Indeed, a liquidator can set aside such transactions and claw back proceeds up to four years before the day the winding up of a company is deemed to have begun.
And unlike many of the voidable transaction provisions of the Act, a liquidator doesn’t have to prove that a director’s unreasonable transaction was undertaken when the company was insolvent.
Furthermore, statutory defences that directors acted in “good faith” or had “no reasonable grounds to suspect insolvency” are not available to them for transactions deemed to be unreasonable.
What the law says is unreasonable
Section 588FDA of the Corporations Act says an unreasonable transaction can occur as a payment, as a transfer or other disposition of company property, as the issue of securities by a company, or in incurring an obligation by a company.
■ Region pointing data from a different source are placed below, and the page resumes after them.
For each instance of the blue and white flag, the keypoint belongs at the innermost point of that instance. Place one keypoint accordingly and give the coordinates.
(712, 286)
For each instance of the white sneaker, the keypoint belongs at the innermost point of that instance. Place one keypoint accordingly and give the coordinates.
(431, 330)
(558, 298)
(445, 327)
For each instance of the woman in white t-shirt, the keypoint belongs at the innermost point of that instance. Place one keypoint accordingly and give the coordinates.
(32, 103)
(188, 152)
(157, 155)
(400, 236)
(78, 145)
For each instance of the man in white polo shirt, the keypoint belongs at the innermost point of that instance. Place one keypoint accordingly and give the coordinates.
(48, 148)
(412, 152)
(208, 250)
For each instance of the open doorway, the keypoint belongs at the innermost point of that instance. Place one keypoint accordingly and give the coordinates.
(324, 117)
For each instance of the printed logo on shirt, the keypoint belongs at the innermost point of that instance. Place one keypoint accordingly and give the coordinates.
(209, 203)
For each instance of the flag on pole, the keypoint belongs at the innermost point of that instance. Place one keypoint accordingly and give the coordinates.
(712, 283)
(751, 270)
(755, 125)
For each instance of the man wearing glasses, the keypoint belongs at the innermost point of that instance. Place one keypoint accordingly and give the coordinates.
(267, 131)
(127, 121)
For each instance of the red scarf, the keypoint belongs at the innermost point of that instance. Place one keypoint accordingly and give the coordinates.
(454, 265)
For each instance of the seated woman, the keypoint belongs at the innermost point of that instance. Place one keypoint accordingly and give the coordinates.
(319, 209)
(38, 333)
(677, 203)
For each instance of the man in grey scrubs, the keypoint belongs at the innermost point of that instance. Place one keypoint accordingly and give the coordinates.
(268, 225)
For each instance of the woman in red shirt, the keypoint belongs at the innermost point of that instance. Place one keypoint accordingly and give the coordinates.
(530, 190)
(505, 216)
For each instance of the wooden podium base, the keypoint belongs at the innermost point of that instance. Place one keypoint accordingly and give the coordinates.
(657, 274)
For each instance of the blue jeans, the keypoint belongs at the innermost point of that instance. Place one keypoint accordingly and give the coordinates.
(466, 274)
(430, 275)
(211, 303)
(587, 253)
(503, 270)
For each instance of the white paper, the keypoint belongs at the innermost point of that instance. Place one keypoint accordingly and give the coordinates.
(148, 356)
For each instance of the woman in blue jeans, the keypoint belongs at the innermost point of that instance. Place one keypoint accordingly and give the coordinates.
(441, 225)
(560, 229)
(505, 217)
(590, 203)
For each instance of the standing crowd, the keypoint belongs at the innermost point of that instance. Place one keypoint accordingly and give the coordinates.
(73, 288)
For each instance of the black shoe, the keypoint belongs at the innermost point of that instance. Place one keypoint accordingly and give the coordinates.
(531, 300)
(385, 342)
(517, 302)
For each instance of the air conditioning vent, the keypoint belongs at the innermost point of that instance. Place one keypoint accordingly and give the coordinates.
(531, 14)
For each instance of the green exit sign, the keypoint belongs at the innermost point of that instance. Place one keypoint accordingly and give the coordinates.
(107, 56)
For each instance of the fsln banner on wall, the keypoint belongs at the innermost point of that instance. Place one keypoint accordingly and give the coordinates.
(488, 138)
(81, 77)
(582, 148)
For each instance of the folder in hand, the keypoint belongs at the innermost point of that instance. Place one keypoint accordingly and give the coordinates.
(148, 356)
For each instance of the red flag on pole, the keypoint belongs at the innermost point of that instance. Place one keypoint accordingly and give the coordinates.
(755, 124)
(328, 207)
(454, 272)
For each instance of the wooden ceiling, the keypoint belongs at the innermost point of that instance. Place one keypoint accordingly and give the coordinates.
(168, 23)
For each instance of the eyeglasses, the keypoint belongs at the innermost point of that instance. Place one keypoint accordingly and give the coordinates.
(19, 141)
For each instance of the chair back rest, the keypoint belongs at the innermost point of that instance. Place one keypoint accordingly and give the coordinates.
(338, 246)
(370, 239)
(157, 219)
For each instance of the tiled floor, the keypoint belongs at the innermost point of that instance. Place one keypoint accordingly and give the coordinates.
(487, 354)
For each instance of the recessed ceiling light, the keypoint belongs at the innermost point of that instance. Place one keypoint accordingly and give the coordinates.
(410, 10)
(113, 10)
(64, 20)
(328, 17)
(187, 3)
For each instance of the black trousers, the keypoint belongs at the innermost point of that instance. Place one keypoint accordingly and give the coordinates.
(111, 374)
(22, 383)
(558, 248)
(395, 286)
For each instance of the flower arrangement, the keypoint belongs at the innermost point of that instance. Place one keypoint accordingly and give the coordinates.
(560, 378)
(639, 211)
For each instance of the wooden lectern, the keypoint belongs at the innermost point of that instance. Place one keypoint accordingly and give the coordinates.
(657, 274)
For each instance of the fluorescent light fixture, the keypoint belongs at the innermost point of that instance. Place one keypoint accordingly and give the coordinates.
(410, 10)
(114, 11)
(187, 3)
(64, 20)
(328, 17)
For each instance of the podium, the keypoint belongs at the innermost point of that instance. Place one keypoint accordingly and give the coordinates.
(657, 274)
A transaction is unreasonable when the payment or disposition of company property is made to a company director, a close associate of a director of the company, or to a person on behalf of, or for the benefit of a director or close associate of a director.
The law further expects that a reasonable person would be aware of the extent of a company’s financial difficulty and would therefore, as a director, not be party to a transaction that in those circumstances would see company benefits transferred to other parties.
The Act defines a director as a person who is either appointed to the position of director or “acts in the position of a director”.
The definition includes so-called shadow directors who may not have been validly appointed as directors but act as directors.
In law, a close associate of a director can be a relative (spouse, parent, child, sibling or a more remote lineal ancestor), or a relative of a director’s spouse.
The “reasonable person” test
Although it is necessarily a subjective test, a Court can nonetheless test the reasonableness of a transaction involving a company director, given the legal expectation that as a reasonable person the director would be aware of the company’s circumstances, and accordingly would be aware of how the transaction could either benefit or adversely affect the company.
The Court will look at evidence of a company’s financial position at the time of an alleged unreasonable transaction, at its likely effects on reduction of company assets or increase of liabilities, and at the resulting extent of company benefit or detriment.
The Act enables a liquidator to seek to recover the difference between value given by a company in respect of a transaction, and the value received, if any. If, for example, a company sells one of its assets to a director for $50,000 when its actual value is $500,000 then the liquidator may seek to recover $450,000 from that director.
This is the procedure
The liquidator, unable to claim back this money by negotiation, might have to take the matter to Court.
In that event an order would be sought under Section 588FF of the Act requiring the director or close associate to pay to the company some or all the money lost by the company as a consequence of the unreasonable transaction.
A Court could also rule that property involved in an unreasonable transaction be transferred back to a company, or an amount be paid that, in the Court’s opinion, fairly represents some or all of the benefits to a person who was party to the transaction.
Company directors should be aware that liquidators will look closely at any transactions undertaken involving them or close associates of their companies.